If the method returns a value, you should declare a variable to hold the returned value. The variable used to hold the return value from the function is placed before the method name, and an equal sign separates the variable's identifier from the method name, as shown in Listing 6- 4.
Listing 6-4: Returning a Value from a Method
class Listing6_4
{
public static void Main()
{
Listing6_4 MyObject;
int ReturnValue;
MyObject = new Listing6_4();
ReturnValue = MyObject.AddIntegers(3, 5); System.Console.WriteLine(ReturnValue);
}
int AddIntegers(int Integer1, int Integer2)
{
int Sum;
Sum = Integer1 + Integer2; return Sum;
}
}
Several things are happening in this code:
•A method called AddIntegers() is declared. The method has two parameters in its parameter list: an integer called Integer1 and an integer called Integer2.

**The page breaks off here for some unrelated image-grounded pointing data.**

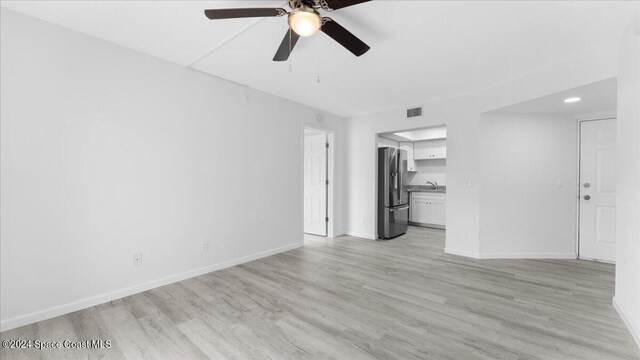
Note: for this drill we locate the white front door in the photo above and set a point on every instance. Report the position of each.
(597, 231)
(315, 183)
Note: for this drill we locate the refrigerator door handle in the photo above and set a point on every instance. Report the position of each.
(399, 208)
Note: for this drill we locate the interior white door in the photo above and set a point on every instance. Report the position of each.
(315, 184)
(597, 230)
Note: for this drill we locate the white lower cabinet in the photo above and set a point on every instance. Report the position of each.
(428, 208)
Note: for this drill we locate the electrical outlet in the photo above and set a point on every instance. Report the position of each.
(137, 259)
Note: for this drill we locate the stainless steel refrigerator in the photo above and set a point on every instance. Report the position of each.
(393, 198)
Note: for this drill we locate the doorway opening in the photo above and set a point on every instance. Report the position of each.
(597, 190)
(411, 180)
(316, 182)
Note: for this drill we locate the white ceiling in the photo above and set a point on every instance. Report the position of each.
(420, 50)
(596, 97)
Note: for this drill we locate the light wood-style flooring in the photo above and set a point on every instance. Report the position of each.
(351, 298)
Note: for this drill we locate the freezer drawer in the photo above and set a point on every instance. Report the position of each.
(393, 221)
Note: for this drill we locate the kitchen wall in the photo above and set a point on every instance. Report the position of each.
(462, 116)
(528, 192)
(429, 170)
(106, 152)
(627, 299)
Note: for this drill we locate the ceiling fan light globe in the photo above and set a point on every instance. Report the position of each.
(305, 23)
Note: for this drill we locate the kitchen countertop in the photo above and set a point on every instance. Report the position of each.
(426, 188)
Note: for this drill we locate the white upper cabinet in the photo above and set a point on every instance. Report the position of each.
(430, 149)
(408, 146)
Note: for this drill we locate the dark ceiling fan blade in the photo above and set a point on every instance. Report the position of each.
(339, 4)
(286, 46)
(214, 14)
(344, 37)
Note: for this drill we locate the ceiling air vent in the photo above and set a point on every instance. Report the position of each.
(414, 112)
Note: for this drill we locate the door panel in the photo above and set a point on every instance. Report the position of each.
(597, 190)
(315, 186)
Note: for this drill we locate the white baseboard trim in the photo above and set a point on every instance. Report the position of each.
(479, 255)
(52, 312)
(528, 256)
(633, 329)
(361, 235)
(470, 254)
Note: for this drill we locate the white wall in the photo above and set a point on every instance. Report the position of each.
(528, 193)
(107, 152)
(462, 117)
(429, 170)
(627, 299)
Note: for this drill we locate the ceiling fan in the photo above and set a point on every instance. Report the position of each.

•The method body of the AddIntegers() method adds the two parameter values together and assigns the result to a local variable called Sum. The value of Sum is returned.
•The Main() method calls the AddIntegers() method with values of 3 and 5. The return value of the AddIntegers() method is placed in a local variable called ReturnValue.
•The value of ReturnValue is printed out to the console.
Figure 6-3 contains the results of the program shown in Listing 6-4.
Figure 6-3: Data is returned from a method and shown in the console window.
Understanding Parameter Types
C# allows four types of parameters in a parameter list:
•Input parameters
•Output parameters
•Reference parameters
•Parameter arrays
Input parameters
Input parameters are parameters whose value are sent into the method. All the parameters used up to this point have been input parameters. The values of input parameters are sent into the function, but the method's body cannot permanently change their values.
Listing 6-4, shown in the previous example, defines a method with two input parameters: Integer1 and Integer2. The values for these parameters are input to the method, which reads their values and does its work.
Input parameters are passed by value into methods. The method basically sees a copy of the parameter's value, but is not allowed to change the value supplied by the caller. See Listing 6- 5 for an example.
Listing 6-5: Modifying Copies of Input Parameters
class Listing6_5
{
public static void Main()
{
int MyInteger; Listing6_5 MyObject;
MyObject = new Listing6_5(); MyInteger = 3; MyObject.CallMethod(MyInteger); System.Console.WriteLine(MyInteger);
}
void CallMethod(int Integer1)
{
Integer1 = 6; System.Console.WriteLine(Integer1);
}
}
In Listing 6-5, the Main() method sets up an integer variable called MyInteger and assigns it a value of 3. It then calls MyMethod() with MyInteger as a parameter. The CallMethod() method sets the value of the parameter to 6 and then prints out its value to the console. When the CallMethod() method returns, the Main() method continues, and prints the value of MyInteger.
When you run this code, the output should resemble that of Figure 6-4.
Figure 6-4: Demonstrate input parameters with the CallMethod() function.
This output occurs because the CallMethod() method modifies its copy of the input parameter, but that modification does not affect the value of the original method supplied by Main(). The value of MyInteger is still 3 after the CallMethod() method returns, because CallMethod() cannot change the value of the caller's input parameter. It can only change the value of its copy of the value.
Output parameters
Output parameters are parameters whose values are not set when the method is called. Instead, the method sets the values and returns the values to the caller through the output parameter.